Bill of Rights
Part of Institutional Design
The explicit enumeration of individual protections that no majority can override.
Why This Matters
Collective governance is powerful and necessary — communities can accomplish things that individuals cannot. But collective power can also be turned against individuals or minorities within the community. History demonstrates that majorities consistently use political power to harm those who differ from them: religious minorities, ethnic minorities, people with unpopular views, people who challenge those currently in power.
A bill of rights is the community’s commitment to itself that certain protections are not subject to democratic override. It says: whatever else we decide together, we will not use our collective power to do these things to any of our members. These limits apply to majority decisions as much as to individual actions.

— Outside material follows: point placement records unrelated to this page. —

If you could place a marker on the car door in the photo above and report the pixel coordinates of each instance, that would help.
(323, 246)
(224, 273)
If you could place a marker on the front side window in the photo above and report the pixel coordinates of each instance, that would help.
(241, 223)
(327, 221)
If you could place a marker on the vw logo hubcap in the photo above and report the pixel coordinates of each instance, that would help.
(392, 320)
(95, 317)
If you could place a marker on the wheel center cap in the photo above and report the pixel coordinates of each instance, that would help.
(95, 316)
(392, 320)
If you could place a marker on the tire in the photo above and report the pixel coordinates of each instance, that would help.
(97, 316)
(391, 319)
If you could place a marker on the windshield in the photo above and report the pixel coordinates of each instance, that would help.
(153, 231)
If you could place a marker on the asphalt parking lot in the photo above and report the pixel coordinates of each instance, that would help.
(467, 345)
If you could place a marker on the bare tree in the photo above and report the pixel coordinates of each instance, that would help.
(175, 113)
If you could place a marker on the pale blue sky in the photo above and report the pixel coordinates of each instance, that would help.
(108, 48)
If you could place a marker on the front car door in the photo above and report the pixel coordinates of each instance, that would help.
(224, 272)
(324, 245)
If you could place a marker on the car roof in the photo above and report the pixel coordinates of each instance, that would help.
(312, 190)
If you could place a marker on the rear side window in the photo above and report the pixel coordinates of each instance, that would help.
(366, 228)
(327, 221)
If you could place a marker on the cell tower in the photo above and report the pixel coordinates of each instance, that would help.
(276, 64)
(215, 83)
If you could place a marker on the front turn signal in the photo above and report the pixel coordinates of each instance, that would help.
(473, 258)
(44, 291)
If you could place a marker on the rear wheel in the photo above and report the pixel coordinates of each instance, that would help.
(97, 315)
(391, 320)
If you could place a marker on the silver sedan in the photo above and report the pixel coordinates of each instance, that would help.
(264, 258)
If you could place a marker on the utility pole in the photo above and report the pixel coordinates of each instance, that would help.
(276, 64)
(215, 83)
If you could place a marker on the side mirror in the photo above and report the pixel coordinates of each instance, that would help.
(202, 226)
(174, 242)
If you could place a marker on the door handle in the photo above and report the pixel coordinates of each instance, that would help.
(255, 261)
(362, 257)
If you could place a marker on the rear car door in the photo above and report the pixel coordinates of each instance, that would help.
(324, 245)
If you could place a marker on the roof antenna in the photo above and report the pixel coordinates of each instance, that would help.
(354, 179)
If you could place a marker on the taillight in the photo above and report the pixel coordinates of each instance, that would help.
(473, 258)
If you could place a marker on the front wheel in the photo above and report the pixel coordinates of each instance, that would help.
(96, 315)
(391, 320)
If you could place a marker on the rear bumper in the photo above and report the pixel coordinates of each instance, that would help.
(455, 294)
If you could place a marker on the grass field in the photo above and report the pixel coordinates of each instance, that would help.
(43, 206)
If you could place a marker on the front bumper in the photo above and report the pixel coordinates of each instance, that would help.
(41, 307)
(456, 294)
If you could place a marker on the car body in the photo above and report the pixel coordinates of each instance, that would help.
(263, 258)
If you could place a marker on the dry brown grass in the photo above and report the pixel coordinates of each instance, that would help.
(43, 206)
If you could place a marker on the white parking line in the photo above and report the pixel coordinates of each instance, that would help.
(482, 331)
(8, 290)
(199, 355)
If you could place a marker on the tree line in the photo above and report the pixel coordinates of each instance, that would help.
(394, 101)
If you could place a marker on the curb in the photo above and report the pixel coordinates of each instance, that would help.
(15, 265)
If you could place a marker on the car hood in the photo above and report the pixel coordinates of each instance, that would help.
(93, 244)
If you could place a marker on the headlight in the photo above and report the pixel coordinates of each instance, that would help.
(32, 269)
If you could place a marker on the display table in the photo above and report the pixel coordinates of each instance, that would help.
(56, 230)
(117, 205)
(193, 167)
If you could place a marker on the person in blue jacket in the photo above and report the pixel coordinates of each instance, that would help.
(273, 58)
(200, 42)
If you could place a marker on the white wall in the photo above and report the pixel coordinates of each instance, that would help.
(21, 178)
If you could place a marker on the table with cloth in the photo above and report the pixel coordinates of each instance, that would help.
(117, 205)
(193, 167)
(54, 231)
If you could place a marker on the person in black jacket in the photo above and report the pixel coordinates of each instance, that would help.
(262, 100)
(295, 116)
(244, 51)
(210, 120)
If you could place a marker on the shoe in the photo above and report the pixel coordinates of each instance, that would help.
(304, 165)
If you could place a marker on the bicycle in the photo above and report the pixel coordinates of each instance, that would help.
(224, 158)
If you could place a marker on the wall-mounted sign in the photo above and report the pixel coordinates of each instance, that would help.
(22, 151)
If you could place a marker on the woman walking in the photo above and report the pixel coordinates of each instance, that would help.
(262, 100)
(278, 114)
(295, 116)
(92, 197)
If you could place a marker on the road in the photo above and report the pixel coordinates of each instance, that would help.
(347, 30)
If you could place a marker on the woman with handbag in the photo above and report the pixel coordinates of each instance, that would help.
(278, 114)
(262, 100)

This is not anti-democratic. Democracy is a method of collective decision-making, and like all methods it can be used for good or ill. A democracy that strips rights from minorities is not more legitimate because more people voted for it. The bill of rights defines the domain within which democracy operates — majority rule governs policy within the protected space, not the space itself.
Core Rights for Post-Collapse Communities
A workable bill of rights for a rebuilding community does not need to be exhaustive. Focus on the protections that are most commonly violated and most fundamental to human dignity.
Physical security: No community member shall be subjected to violence, imprisonment, or physical restraint except through established legal process. The community’s governance may not authorize anyone to harm community members arbitrarily. This includes: no torture, no collective punishment of families for individual acts, no indefinite detention without charge.
Due process: Before any person faces significant penalty — loss of resources, expulsion, restriction of movement, community censure — they have the right to know the specific accusation against them, to present their side of the case, to hear the evidence against them, and to have the matter decided by someone other than the accuser. Accusation is not conviction.
Equal application of rules: The community’s rules apply equally to all members regardless of their family connections, wealth, skill level, or governance role. Those in governance positions are not exempt from the rules they administer. The builder is not exempt from building codes; the adjudicator is not exempt from the rules they apply to others.
Freedom of conscience: No community member shall be compelled to hold or express any particular belief, religious or otherwise, as a condition of community membership. People may believe what they believe. Communities may make behavioral rules; they may not make thought rules.
Right to leave: Any community member retains the right to leave the community. The community may establish reasonable procedures for departure — returning shared resources, completing outstanding obligations — but may not prevent departure indefinitely. A person who cannot leave is a prisoner, not a community member.
Protection against collective punishment: Punishment for individual wrongdoing attaches to the individual, not to their family, household, or group. Families may not be deprived of resources because a family member violated rules.
Drafting Effective Rights Protections
Rights provisions are only as strong as their drafting. Common weaknesses:
Over-qualification: A right that says “X, except when the council decides it is necessary” is not a right — it is a permission the council chooses to extend. Genuine rights limit the council’s authority; they are not contingent on council approval.
Vagueness: Rights provisions that are too vague cannot be applied. “Members shall be treated fairly” provides no guidance. “Members shall be told specifically what rule they are accused of violating, and that accusation shall be in writing” is actionable.
No enforcement mechanism: A rights provision without a specified enforcement mechanism depends entirely on goodwill. Specify who has authority to enforce rights claims — typically the judicial function — and what they can do when a rights violation is found (remedy, sanction against the violator, or both).
Omission of rights against community bodies: Rights provisions often protect against individual wrongdoers but forget that governance bodies themselves can violate rights. Rights should explicitly bind the assembly, the council, and all executive authority, not only private individuals.
Limiting the Emergency Exception
Most governance crises involve attempts to suspend rights protections in the name of emergency. Build emergency provisions with explicit limits:
Defined trigger: What specifically constitutes an emergency sufficient to temporarily modify rights protections? External attack and epidemic outbreak may qualify. Disagreement among community members does not.
Limited scope: Which specific provisions can be modified, and which cannot? Physical security and torture prohibitions should have no emergency exception. Some procedural rights (timing of hearings) may legitimately be compressed in genuine emergencies.
Time limit: Any emergency rights suspension automatically expires — say, in 30 days — unless affirmatively renewed by a supermajority. It cannot be extended indefinitely by the executive alone.
Independent review: A body other than the executive that declared the emergency should confirm that conditions still justify the suspension before each renewal.
The pattern to prevent: a leader or council that declares an emergency, suspends rights protections, uses those suspended protections to consolidate power, and then never lifts the emergency. These provisions are specifically designed to foreclose that path.
Living Document vs. Absolute Protection
Communities face a genuine tension: rights provisions should be stable enough to provide real protection, but communities learn and circumstances change. Resolve this tension by making rights provisions the hardest part of the constitutional framework to change — requiring the largest supermajority, the longest deliberation period, and perhaps a community-wide referendum — while still making genuine amendment possible. The goal is to make bad-faith modification impractical while keeping good-faith evolution possible over time.